# Seleccionar número de dos dígitos sobre display



## bellido90 (Dic 23, 2008)

lo que necesito es poder seleccionar un determinao nº de 0 a 99 sobre dos displays introduciend l nº binario sobre un microinterrumptor. mi problema es que hago mal la conexión de los dos decodificadores xk x ej selecciono el 99 pero como si fueran ambos 9 independienes y lo tendría q hacer al introducir la combinación (01100011),, les agradecería mucho su ayuda


----------



## mabauti (Dic 23, 2008)

pruebalos de esta forma :


----------



## bellido90 (Dic 23, 2008)

muchas gracias, si necesito un nº de dos digitos, mi gran duda ahora es como conectar ambos decodificadores (4511 x ej) d tal forma que al introducir el dato binario (01100011) n el microinterruptor me aparezca el nº 99 n ls displays. gracias d nuevo spro su ayuda


----------



## mabauti (Dic 23, 2008)

no te entendi bien al principio. Lo que tu necesitas es un convertidor de binario a decimal, el IC que te puede servir es el 74185; descagate la hoja de datos primero. Lo puedes conseguir en http://www.elexp.com/ics_7400.htm


----------



## bellido90 (Dic 23, 2008)

ok gracias de nuevo, ya he consultado las caracteristicas y voy entndiend lo q tngo k realizr, xro si me explicara cm se realiza l circuito se lo agradeceria mucho, gracias x todo un saludo


----------



## bellido90 (Dic 26, 2008)

aun no he conseguido implementar el circuito, ayudenme en lo k puedan xfavr


----------



## mabauti (Dic 26, 2008)

en la hoja de datos viene como conectar los IC 74185. Conecta los IC 74185 de esta forma


----------



## bellido90 (Dic 27, 2008)

entonces, tendria k utilizar tres IC 74185¿? mi otra duda es que hay 10 salidas BCD y cada display tiene 7 patillas y necesito 2, por tanto necetaria 14 salidas.... Muchas gracias y lo siento x tanto preguntar


----------



## bellido90 (Dic 27, 2008)

las 10 entradas bcd como se conectarian a los dos 7447?¿ gracias


----------



## mabauti (Dic 27, 2008)

> entonces, tendria k utilizar tres IC 74185¿? mi otra duda es que hay 10 salidas BCD y cada display tiene 7 patillas y necesito 2, por tanto necetaria 14 salidas.... Muchas gracias y lo siento x tanto preguntar



No te disculpes por preguntar (en tanto se de manera adecuada)

Conecta de 4 en cuatro.

si vas a utilizar displays de anodo comun : las 4 primeras señales (LSD) los conectas a un 7447 y de ahi al display, las segundas 4 las conectas a otro 7447 y de ahi al display , tal y como te lo muestra la figura que te mande; el MSD obvio que no lo usas.


----------



## bellido90 (Ene 12, 2009)

ola de nuevo, tuve k aplazar este proyecto, y ahora lo prosigo. el IC7485 ya no se encuentra en el mercado, por tanto todo lo anterior no puedo realizarlo. agradeceria mucho de nuevo su ayuda para cnseguir de otra forma la seleccion del nº 99 sobre displays. muchs gracias


----------



## Fogonazo (Ene 12, 2009)

bellido90 dijo:
			
		

> ......ahora lo prosigo. el *IC7485* ya no se encuentra en el mercado, .......

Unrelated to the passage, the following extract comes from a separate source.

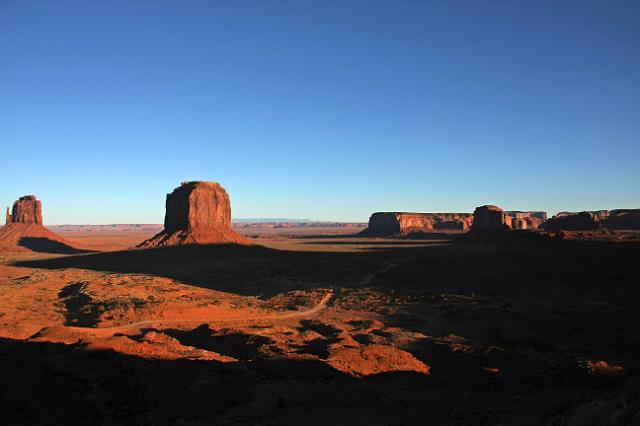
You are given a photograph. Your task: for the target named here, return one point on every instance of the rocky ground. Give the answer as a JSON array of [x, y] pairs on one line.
[[322, 330]]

¿ Que tal si buscas *74185* ?

http://eed.hutech.edu.vn/Datasheet/dm74185a.pdf


----------



## bellido90 (Ene 13, 2009)

me confundi, lo siento, queria decir el 74185, busque por todos lados pero ya no lo venden. gracias por su atensión espero su ayuda


----------



## mabauti (Ene 13, 2009)

en ese caso, lo mas "sencillo" es utilizar un microcontrolador : lees la entrada, das la salida. Necesitaras de un programador de microconttoladores  y del software para programarlo , aparte del micro claro (recomiendo un pic16f628a)

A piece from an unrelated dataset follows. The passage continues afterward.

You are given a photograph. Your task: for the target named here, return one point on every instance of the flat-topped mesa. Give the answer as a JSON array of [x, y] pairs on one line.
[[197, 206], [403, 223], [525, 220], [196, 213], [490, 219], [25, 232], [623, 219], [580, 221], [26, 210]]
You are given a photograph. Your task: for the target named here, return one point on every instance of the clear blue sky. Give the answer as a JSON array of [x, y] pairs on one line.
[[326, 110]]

si aun quieres comprarlo, aca en Mexico agelectronica.com envian a cualquier parte (previo pago) andan en US$3.3 c/u


----------



## luzfsaa (Abr 8, 2011)

Hola alguien me puede decir como conecto la salida del ADC0804 al 74185 y despues al 7447
GRACIAS


----------



## MrCarlos (Abr 8, 2011)

Hola luzfsaa

En este enlace puedes encontrar las hojas de datos de los circuitos LM35, ADC0804, 7447 0 48.
http://www.alldatasheet.com/

En las hojas de datos del ADC0804 vienen circuitos los cuales puedes ir desarrollando según sean las características del circuito final que estás armando.

saludos
a sus ordenes


----------